Problem: If I now open a .Rtex file, the entire file is still highlighted only as TeX. The \begin{python}...\end{python} region seems to have no effect.
Experiment: If I remove or comment out the runtime! command, I do get python highlighting, within the \begin{python}...\end{python} regions, exactly as desired, but of course no TeX highlighting in the remainder of the document. I therefore conclude that the TeX highlighting is somehow responsible for preventing the python regions from taking effect.
Can a Master of Vim offer me any suggestions? I am currently stumped. I have looked at several pages and stackoverflow questions that seem relevant, but none of them have so far led to a solution:
http://vim.wikia.com/wiki/Different_syntax_highlighting_within_regions_of_a_file
Embedded syntax highligting in Vim
VIM syntax highlighting of html nested in yaml
After some more study of the manual, and much more trial and error, I have finally answered my own question (a simultaneously embarrassing and sublime accomplishment), which I now preserve here for posterity.

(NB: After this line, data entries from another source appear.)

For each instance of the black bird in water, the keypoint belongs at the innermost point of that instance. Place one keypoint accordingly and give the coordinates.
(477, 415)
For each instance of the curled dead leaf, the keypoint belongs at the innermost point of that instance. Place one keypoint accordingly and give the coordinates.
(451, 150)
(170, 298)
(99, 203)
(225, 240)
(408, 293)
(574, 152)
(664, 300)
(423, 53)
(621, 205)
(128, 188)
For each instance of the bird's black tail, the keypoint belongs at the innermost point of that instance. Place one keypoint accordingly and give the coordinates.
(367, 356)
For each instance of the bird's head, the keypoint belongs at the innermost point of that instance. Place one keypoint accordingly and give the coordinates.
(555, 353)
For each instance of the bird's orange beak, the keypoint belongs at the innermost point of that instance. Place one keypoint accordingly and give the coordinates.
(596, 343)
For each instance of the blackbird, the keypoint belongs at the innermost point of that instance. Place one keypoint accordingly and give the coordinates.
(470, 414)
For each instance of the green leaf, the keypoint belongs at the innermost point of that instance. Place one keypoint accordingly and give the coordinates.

Basically, I think the problem is that the python highlighting wouldn't take effect because the pythonCode region was itself contained in a region or highlight group defined by tex.vim, so it wasn't top-level. The solution is to also include (rather than just runtime) tex.vim, giving it a name like #TeX, and then add containedin=#TeX to my python region definition. So syntax/rtex.vim now looks like this:
let b:current_syntax = ''
unlet b:current_syntax
runtime! syntax/tex.vim
let b:current_syntax = ''
unlet b:current_syntax
syntax include #TeX syntax/tex.vim
let b:current_syntax = ''
unlet b:current_syntax
syntax include #Python syntax/python.vim
syntax region pythonCode matchgroup=Snip start="\\begin{python}" end="\\end{python}" containedin=#TeX contains=#Python
hi link Snip SpecialComment
let b:current_syntax = 'rtex'
And this works! I'm not sure if all of those unlet b:current_syntax commands are strictly necessary. I also gave the python region delimiters a matchgroup (Snip) so that they can be highlighted themselves (with the SpecialComment color), rather than left just plain, which is apparently what happens by default, since they are no longer considered part of the TeX.
Now it is a trivial thing to add more highlight regions for different languages (e.g., \begin{Scode}...\end{Scode}), which is great if you're getting into literate programming -- the original motivation for my question.
Edit: here is a screenshot showing how it works with Python and R code embedded in a TeX document:
I don't know if it helps, but a hack I use with my Rnw files that use both tex and rnoweb features is as follows:
au BufEnter *.Rnw set filetype=tex | set filetype=rnoweb
Would an adapted version work in your case?